Euforia pendukung masing-masing paslon juga ditunjukkan mereka dengan memakai baju kampanye itu. Namun bolehkah pada saat mencoblos besok, pemilih menggunakan atribut tersebut?
Komisioner KPU DKI Jakarta Betty Epsilon Idroos menjelaskan, penggunaan atribut kampanye seperti baju saat berada di tempat pemungutan suara (TPS) tidak diperbolehkan.

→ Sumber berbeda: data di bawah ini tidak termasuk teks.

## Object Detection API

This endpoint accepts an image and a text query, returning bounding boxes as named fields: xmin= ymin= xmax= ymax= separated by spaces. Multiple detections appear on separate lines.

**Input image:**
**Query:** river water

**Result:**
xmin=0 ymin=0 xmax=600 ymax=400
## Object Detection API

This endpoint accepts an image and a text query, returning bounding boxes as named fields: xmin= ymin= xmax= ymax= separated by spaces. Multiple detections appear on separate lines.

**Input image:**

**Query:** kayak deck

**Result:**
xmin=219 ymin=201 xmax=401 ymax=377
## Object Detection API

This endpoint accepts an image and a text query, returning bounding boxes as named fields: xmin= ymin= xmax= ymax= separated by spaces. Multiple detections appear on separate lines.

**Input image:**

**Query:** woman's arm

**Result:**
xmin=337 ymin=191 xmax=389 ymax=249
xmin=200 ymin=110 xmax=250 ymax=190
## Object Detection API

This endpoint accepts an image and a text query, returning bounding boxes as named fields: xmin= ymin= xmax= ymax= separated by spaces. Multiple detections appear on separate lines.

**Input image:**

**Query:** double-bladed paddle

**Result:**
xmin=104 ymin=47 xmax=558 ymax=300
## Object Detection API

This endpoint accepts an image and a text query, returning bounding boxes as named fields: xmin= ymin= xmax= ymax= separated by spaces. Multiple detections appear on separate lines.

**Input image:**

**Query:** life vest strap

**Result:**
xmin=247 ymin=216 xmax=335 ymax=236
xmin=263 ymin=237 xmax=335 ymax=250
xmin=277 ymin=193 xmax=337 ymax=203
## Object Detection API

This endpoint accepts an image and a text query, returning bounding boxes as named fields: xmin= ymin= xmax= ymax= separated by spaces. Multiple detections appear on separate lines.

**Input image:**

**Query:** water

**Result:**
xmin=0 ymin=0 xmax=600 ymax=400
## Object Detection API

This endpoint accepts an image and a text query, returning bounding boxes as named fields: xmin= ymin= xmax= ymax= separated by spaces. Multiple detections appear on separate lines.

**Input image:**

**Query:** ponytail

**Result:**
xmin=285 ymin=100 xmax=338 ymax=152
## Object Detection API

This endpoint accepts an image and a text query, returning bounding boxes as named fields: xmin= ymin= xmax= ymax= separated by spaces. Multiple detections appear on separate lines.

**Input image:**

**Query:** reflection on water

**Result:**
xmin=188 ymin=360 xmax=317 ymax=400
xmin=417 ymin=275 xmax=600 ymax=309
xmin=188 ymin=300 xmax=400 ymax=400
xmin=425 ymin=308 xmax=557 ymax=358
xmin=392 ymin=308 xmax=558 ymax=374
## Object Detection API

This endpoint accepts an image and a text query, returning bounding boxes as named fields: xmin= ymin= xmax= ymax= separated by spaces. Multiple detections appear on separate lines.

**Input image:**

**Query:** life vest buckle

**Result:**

Hanya saja jika ada pemilih yang mengenakan baju dengan motif kotak-kotak atau kemeja putih hal itu tidak menjadi masalah. Asal memenuhi syarat.
"Sepanjang (pakaian) tidak memuat nama, foto pasangan calon atau nomor urut pasangan calon, itu tidak dipermasalahkan," ujar Betty seperti dilansir detikcom, Selasa 18 April 2017.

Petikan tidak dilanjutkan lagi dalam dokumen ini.